Becerra paints fast and loose, leaving background areas of his canvas raw (and dirty) while other parts of the picture are so thickly and urgently caked with paint that he squeezes it straight from the tube. Colours are unmixed, or get mixed directly on the canvas. An untitled installation in the back room of the gallery illustrates his working methods: pizza boxes, repurposed as grimy portfolios, explode with marker-pen drawings on mismatched sheets of paper spread out across the floor. A free ‘massage guide’ newspaper, featuring a buxom babe on its front page, gives an indication of Becerra’s high-low source materials.
In a speech at the opening of ‘Entartete Kunst’ (Degenerate Art, 1937) in Munich, the artist-curator Adolf Ziegler voiced his outrage at the way artists in his exhibition insulted ‘the German mother’ as ‘a sort of whorish female archetype, or give her a facial expression of utter imbecility’. Ziegler was responding, though he didn’t acknowledge it, to the non-judgmental realism of artists whose models, in many cases, also moonlighted as prostitutes.
Is such realism feasible in figure painting today? Or, for that matter, such outrage? Becerra’s exhibition’s title, ‘Las Putas Problematicas’, roughly translates as ‘The Problematic Bitches’ or ‘Whores’ – which looks, in print, flatly misogynistic but which spoken in Chicano slang comes off merely as cheeky, even affectionate, and not necessarily gender-specific. (‘Wassup, bitches?’) Becerra, who is Mexican-American, refuses to take a moralistic position on the vernacular that shapes his aesthetic sensibility. Partly what is at stake here, as it was for Picasso in 1907, is the privilege of cultural representation: what deserves to be pictured in oil paint on large canvases?

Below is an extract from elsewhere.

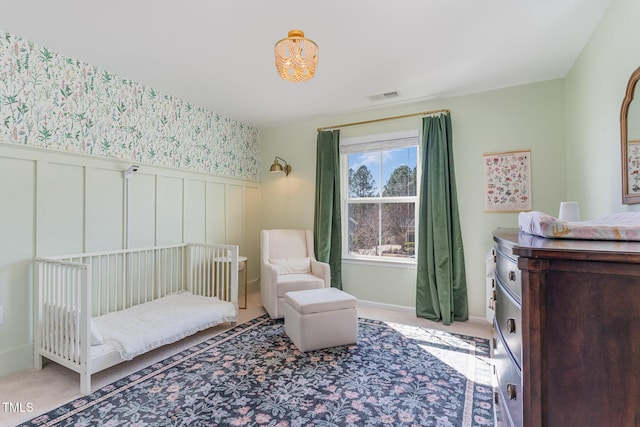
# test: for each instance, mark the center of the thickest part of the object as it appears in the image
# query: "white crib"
(72, 290)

There is a sense, in many paintings, that Becerra is mocking his own coarseness. The self-portrait Chach (Half Gone) reportedly refers to Becerra’s nickname; it shows him in a hick cowboy hat and Hawaiian shirt slumped drunkenly over a barrel, a green hosepipe in one hand. The best paintings in the exhibition, such as a diptych titled Living in the Suburbs can be so Depressing (all works 2014), are touchingly humane. A large naked woman squats near two agave plants, lost in thought, and in two puddles, her face and her genitals are reflected back at the viewer. As with the nastier Strictly for CADDY Lovers, which features a nude woman standing on a mirror, the undignified self-exposure in these pictures is far from erotic.

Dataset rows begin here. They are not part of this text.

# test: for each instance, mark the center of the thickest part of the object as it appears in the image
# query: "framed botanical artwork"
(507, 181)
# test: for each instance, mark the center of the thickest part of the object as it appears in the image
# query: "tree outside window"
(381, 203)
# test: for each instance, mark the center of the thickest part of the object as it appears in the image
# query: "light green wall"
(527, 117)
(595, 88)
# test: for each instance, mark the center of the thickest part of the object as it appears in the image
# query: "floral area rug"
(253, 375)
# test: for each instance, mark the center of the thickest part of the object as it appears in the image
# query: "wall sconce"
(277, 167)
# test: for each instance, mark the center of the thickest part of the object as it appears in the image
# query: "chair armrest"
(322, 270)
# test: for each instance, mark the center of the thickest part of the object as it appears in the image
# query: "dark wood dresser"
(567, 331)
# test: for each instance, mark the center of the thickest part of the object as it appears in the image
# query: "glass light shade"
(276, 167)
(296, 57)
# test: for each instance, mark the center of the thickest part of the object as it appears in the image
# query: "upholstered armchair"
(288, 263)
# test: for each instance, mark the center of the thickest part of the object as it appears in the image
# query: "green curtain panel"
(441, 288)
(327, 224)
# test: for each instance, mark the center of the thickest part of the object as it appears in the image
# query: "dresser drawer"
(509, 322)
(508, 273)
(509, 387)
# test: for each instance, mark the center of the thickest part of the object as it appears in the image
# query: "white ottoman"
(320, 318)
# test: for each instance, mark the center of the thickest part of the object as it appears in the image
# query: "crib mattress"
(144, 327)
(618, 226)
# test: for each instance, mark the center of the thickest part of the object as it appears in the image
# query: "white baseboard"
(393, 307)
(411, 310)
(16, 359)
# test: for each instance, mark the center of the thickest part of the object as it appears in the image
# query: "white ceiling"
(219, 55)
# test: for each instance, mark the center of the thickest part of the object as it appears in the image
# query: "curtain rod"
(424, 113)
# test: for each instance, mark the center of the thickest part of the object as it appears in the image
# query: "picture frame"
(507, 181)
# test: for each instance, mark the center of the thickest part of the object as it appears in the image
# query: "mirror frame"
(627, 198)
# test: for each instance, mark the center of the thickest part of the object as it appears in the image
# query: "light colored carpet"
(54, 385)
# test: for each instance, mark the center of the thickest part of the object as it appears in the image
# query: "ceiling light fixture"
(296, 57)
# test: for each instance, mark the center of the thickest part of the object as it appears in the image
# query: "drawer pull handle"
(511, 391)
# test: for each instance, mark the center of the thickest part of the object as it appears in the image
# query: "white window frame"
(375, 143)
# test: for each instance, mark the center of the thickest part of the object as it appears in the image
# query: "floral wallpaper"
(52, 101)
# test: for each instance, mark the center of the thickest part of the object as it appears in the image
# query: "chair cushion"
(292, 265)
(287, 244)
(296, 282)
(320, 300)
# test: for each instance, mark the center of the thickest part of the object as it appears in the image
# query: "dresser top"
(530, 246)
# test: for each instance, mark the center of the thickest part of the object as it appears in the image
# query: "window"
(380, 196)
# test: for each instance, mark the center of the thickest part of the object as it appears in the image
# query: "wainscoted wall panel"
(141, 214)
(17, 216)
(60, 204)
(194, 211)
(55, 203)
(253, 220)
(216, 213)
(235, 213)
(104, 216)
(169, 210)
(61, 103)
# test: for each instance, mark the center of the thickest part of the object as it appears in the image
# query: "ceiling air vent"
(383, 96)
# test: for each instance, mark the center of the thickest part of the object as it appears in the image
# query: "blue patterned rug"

The grotesque in art is usually understood as arising from the contravention of borders between the body’s insides and outside and, by extension, themes such as sexuality, gender roles or race. But who gets to contravene whose boundaries? Rex Goliath depicts a black male Olympia, reclining on a shag rug in nothing but a tiger-print coat and a leopard-print pimp hat, grinning maniacally. As a fantasy or a racial caricature, it is an objectionable image; but it is also so ridiculous and horrible that it is funny. I will not pretend to be offended on anyone else’s behalf, but I marvel at the self-granted freedom that allows Becerra to paint a picture that no white artist would dare put his name to. He clearly feels no pressure to self-censor, which is a rare thing today, not just amongst artists.